L'an dernier, environ 7% des décès enregistrés au Québec sont survenus à la suite d'une demande d'aide médicale à mourir, un pourcentage qui nous place au premier rang à ce chapitre dans le monde. Comment expliquer notre ferveur à l'égard de l'aide médicale à mourir? Parce qu'elle coche plusieurs cases de la liste des éléments qui constituent ce qui est maintenant considéré comme une belle mort au Québec, suggère une étude qui vient de paraître dans la revue Mortality.
L'équipe de recherche de l'Université Laval qui a réalisé cette étude a mené des entrevues auprès de 16 personnes – des personnes hospitalisées en gériatrie et leurs proches, des gériatres et d'autres membres du personnel soignant – afin de dégager les éléments qu'il faut réunir pour avoir une «belle mort».
«Aujourd'hui, la plupart des personnes meurent à l'hôpital après avoir épuisé tous les recours médicaux qui permettent de prolonger la vie, souligne le responsable de l'étude, Félix Pageau, gériatre, chercheur en éthique et professeur à la Faculté de médecine de l'Université Laval. C'est très différent de ce qui existait il y a un siècle à peine. Par la force des choses, ce qui est considéré comme une “belle mort” a beaucoup évolué au fil du temps. L'adoption de la loi qui légalisait l'aide médicale à mourir, en 2015, a également fait évoluer les attentes par rapport à la fin de vie.»
Les réponses des personnes qui ont participé à l'étude ont permis de dégager quelques éléments qui font consensus. Les personnes souhaitent une mort exempte de souffrances physiques et psychologiques, exempte de douleurs ou d'inconfort et exempte de détresse physique ou psychologique. «Ces éléments se recoupent, mais il y a une gradation dans leur intensité», précise le professeur Pageau, qui a lui-même réalisé les entrevues dans le cadre d'une maîtrise en philosophie.
Par ailleurs, les personnes qui ont pris part à l'étude jugent qu'il est essentiel de pouvoir compter sur le soutien de l'équipe soignante, de la famille et des proches. «Elles ne veulent pas mourir seules. Elles réalisent que ce qui importe réellement à la fin d'une vie ce n'est pas les richesses accumulées, mais les relations qu'elles ont nouées avec d'autres personnes», souligne Félix Pageau.

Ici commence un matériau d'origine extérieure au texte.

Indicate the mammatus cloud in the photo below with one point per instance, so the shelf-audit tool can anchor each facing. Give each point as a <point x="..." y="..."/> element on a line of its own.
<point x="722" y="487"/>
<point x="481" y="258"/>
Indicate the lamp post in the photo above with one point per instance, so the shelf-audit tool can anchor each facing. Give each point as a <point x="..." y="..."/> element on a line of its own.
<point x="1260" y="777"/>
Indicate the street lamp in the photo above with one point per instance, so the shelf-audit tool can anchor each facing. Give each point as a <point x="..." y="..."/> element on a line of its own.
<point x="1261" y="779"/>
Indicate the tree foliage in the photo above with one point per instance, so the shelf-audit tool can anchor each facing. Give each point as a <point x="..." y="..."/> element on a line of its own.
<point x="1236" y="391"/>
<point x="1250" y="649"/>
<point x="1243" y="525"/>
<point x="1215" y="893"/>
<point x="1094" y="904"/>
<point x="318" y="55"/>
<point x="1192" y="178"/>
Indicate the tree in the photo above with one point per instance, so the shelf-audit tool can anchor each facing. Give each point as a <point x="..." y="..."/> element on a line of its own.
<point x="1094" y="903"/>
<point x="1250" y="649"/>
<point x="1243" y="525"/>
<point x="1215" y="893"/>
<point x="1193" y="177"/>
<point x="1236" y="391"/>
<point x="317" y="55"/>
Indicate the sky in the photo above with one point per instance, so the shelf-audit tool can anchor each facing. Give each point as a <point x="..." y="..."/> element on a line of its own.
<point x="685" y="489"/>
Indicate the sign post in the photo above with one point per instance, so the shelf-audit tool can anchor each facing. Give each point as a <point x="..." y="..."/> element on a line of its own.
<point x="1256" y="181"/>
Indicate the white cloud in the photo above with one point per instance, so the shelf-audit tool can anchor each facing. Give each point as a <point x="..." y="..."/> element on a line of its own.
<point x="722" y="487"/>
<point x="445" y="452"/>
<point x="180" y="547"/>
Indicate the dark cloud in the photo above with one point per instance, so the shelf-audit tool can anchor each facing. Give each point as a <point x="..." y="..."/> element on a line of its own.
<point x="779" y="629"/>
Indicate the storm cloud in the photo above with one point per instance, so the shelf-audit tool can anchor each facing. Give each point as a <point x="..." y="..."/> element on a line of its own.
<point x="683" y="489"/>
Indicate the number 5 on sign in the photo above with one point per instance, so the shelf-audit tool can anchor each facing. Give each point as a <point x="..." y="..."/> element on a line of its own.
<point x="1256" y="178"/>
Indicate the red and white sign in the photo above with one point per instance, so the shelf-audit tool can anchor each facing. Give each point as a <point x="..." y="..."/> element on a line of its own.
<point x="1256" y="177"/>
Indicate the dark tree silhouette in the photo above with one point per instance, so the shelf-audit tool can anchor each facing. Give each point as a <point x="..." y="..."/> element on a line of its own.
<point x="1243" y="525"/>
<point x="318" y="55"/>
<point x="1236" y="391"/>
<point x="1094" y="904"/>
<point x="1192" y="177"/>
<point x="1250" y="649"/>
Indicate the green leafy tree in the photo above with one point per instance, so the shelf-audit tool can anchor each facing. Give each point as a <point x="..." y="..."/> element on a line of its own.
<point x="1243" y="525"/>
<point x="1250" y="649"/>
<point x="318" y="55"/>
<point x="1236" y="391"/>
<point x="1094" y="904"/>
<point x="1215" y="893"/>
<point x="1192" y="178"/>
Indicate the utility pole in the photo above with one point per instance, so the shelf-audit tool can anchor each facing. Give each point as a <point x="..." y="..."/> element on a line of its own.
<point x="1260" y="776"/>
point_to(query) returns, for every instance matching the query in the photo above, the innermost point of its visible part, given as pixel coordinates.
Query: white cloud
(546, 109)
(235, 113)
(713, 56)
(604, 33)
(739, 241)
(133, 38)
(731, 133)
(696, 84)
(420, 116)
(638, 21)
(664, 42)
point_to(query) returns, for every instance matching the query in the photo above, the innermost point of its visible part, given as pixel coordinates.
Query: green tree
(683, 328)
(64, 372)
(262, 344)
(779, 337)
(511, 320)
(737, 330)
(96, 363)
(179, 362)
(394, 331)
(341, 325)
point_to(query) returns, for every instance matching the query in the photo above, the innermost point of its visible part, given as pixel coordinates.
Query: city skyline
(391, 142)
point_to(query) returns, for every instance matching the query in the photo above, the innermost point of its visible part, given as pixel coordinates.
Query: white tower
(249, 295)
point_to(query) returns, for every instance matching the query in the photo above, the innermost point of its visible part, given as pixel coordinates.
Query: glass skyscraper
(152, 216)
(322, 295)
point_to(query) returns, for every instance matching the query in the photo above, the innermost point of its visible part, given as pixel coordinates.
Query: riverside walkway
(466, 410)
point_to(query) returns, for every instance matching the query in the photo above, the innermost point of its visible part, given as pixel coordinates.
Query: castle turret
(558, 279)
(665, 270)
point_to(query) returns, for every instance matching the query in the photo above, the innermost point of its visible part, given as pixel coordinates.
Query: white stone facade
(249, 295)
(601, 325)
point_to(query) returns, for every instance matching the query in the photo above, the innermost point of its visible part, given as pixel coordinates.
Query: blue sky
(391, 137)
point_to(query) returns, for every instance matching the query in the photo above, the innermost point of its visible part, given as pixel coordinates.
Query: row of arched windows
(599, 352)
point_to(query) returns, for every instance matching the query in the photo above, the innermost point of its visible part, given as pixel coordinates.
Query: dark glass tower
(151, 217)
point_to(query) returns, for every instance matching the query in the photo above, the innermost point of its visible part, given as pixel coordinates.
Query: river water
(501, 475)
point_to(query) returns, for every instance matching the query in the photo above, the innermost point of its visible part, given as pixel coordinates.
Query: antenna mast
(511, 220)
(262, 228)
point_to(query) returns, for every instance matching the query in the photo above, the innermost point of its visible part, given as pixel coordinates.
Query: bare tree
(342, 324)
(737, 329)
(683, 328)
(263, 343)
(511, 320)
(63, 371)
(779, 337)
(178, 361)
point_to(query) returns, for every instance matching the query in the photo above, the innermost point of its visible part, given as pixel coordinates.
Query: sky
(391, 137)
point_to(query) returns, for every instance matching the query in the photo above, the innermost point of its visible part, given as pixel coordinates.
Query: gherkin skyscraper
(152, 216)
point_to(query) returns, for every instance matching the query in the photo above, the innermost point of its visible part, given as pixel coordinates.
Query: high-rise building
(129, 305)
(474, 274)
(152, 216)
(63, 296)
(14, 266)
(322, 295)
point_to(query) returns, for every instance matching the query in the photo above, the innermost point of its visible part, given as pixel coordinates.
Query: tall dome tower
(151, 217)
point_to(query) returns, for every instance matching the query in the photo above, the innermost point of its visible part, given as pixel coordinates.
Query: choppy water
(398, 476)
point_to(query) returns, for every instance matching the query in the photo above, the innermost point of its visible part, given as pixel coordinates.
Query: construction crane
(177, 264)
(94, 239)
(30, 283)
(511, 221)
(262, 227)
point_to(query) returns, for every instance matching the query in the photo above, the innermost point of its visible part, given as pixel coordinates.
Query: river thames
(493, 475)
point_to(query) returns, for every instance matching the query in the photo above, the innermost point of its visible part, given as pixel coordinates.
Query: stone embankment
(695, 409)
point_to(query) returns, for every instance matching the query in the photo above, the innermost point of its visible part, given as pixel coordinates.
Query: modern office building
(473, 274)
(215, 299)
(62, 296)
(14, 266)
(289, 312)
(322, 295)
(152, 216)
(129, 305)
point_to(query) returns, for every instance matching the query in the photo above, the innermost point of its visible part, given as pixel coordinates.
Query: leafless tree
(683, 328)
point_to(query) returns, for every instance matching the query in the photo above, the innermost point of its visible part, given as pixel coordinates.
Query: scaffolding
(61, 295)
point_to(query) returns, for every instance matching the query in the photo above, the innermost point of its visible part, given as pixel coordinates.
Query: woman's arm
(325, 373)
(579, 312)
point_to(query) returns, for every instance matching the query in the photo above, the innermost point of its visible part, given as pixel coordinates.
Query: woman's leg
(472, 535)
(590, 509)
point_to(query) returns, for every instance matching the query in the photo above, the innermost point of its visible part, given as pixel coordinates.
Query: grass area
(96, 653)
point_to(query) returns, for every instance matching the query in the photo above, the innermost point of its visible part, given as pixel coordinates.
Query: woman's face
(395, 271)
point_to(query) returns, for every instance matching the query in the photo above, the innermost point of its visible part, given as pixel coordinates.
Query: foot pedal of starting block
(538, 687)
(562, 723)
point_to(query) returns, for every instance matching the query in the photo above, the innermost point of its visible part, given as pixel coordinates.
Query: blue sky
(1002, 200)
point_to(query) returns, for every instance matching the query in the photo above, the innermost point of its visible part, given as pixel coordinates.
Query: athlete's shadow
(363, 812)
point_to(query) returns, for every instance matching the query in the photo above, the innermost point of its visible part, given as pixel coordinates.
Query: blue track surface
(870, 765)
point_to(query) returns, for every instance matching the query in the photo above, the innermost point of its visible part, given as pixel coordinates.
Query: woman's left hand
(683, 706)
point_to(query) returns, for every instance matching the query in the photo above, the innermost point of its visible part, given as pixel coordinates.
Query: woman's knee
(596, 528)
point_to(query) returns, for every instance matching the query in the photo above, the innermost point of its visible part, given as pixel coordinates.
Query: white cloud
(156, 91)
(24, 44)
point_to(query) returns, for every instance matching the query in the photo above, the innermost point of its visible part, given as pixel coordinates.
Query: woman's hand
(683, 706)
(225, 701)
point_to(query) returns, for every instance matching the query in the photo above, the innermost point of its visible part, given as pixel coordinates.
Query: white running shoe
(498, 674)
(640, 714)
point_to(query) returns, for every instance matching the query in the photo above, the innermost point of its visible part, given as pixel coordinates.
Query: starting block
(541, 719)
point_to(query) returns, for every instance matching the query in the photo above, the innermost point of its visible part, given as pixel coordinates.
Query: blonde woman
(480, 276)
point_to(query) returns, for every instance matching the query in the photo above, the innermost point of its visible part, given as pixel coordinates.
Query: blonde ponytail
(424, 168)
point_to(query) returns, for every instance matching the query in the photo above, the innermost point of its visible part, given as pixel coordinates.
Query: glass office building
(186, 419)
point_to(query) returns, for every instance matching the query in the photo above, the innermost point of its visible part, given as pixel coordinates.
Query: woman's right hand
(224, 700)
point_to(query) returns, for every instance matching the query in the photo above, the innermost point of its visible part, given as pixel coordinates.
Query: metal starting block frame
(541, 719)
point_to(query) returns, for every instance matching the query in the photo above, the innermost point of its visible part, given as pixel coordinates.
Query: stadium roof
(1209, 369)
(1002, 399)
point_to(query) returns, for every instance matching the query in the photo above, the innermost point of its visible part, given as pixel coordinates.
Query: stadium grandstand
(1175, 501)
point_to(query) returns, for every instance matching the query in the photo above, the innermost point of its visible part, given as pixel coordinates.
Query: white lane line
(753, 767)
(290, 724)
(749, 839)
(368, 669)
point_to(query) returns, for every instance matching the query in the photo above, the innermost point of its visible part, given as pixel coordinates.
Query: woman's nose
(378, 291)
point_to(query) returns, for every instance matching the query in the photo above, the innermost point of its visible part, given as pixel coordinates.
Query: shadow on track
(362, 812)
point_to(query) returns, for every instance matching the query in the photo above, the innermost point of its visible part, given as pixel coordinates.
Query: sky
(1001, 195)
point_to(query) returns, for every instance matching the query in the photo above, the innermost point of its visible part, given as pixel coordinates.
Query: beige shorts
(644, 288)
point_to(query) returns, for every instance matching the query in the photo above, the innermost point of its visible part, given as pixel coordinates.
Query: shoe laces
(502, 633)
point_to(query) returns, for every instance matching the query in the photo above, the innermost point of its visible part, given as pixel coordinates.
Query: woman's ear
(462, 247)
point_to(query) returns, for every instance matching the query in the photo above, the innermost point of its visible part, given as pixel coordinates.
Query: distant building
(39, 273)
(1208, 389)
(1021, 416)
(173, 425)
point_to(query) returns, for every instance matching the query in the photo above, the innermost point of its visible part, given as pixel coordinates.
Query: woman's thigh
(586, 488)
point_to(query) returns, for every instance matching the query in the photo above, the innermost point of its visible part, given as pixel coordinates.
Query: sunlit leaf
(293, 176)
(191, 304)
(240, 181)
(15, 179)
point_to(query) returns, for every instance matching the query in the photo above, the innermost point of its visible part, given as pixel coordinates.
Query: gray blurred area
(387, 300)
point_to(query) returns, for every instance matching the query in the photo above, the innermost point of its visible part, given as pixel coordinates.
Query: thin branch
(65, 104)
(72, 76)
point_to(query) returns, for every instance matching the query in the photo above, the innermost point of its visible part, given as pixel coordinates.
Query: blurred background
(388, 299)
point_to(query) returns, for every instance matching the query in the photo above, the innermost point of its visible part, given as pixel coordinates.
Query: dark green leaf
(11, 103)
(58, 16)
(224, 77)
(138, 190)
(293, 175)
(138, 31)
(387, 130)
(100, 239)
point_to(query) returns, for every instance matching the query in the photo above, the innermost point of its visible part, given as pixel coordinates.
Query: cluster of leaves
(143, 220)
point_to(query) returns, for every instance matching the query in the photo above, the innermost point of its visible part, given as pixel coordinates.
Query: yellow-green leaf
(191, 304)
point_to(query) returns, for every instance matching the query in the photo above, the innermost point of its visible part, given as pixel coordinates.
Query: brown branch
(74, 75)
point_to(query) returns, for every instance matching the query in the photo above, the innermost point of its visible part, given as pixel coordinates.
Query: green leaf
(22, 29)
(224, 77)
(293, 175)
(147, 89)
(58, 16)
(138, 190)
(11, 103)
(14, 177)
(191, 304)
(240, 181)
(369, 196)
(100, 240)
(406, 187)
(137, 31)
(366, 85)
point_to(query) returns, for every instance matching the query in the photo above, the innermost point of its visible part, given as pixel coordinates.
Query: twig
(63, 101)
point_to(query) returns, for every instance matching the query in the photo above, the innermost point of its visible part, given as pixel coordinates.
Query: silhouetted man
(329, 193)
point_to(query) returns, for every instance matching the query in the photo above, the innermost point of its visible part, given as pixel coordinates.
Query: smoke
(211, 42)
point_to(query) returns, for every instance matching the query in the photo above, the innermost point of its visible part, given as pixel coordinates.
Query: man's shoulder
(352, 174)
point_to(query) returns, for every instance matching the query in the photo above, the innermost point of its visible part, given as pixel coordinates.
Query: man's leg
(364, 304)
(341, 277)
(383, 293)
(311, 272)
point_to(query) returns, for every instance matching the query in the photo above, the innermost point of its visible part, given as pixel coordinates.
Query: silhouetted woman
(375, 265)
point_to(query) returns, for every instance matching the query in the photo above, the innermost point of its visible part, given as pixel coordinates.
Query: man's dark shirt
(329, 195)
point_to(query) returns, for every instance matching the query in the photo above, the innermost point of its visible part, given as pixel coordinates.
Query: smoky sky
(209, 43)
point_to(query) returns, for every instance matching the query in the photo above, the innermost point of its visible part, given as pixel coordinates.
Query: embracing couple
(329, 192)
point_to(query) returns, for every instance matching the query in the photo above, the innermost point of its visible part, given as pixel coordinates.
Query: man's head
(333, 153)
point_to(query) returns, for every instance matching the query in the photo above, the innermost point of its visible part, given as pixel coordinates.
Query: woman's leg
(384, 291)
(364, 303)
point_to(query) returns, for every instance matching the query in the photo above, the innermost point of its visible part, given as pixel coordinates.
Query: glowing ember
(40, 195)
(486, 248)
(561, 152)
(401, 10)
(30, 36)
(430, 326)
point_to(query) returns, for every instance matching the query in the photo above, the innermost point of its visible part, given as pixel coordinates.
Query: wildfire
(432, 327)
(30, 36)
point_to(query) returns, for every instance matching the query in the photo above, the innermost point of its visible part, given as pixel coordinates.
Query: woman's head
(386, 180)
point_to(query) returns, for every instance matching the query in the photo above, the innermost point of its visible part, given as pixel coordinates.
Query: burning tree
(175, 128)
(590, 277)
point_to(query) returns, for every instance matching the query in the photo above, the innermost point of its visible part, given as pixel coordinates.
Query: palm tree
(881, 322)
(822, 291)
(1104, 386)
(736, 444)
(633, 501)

Enfin, l'autre élément qui fait consensus est le désir de terminer ses jours dans un environnement physique apaisant. Fait révélateur, certains membres du personnel soignant ont souligné que leur milieu de travail était un endroit horrible pour mourir. «Les unités de soins aigus ont été conçues pour assurer l'efficacité du travail des équipes soignantes, rappelle le professeur Pageau. Peu d'attention a été accordée à l'esthétique et au design. Ici encore, en fin de vie, les gens reviennent à l'essentiel et ils veulent être entourés de beau.»
Deux autres éléments ont été fréquemment évoqués par les personnes qui ont pris part à l'étude, mais les préférences exprimées allaient dans des directions opposées. Certaines personnes souhaitent demeurer conscientes jusqu'à la fin afin de pouvoir échanger avec leurs proches alors que d'autres préféreraient mourir dans leur sommeil ou sans en avoir conscience. Même divergence de vues pour ce qui est de la rapidité de la mort. Certaines souhaitent une mort qui survient abruptement, alors que d'autres préfèrent avoir le temps de se préparer et de dire au revoir à leurs proches.
— Félix Pageau, au sujet de l'importance accordée au fait d'être entouré de ses proches en fin de vie
«L'aide médicale à mourir réunit plusieurs des éléments qui font une “belle mort”, constate le professeur Pageau. C'est sans doute ce qui explique le fort appui populaire à sa légalisation. Culturellement, la population québécoise était rendue là.»
Il existe d'autres moyens d'aider plus de personnes à avoir une «belle mort», poursuit-il. «Si notre système de santé pouvait consentir davantage de ressources aux soins palliatifs et aux soins à domicile, on se rapprocherait de l'idéal de fin de vie d'une bonne partie de la population.»
Outre le professeur Pageau, les signataires de l'étude publiée dans Mortality sont Ariane Plaisance, qui était doctorante en santé communautaire à l'Université Laval au moment de l'étude, et Vincent Marchildon, qui était résident en médecine interne à l'Université Laval au moment de l'étude.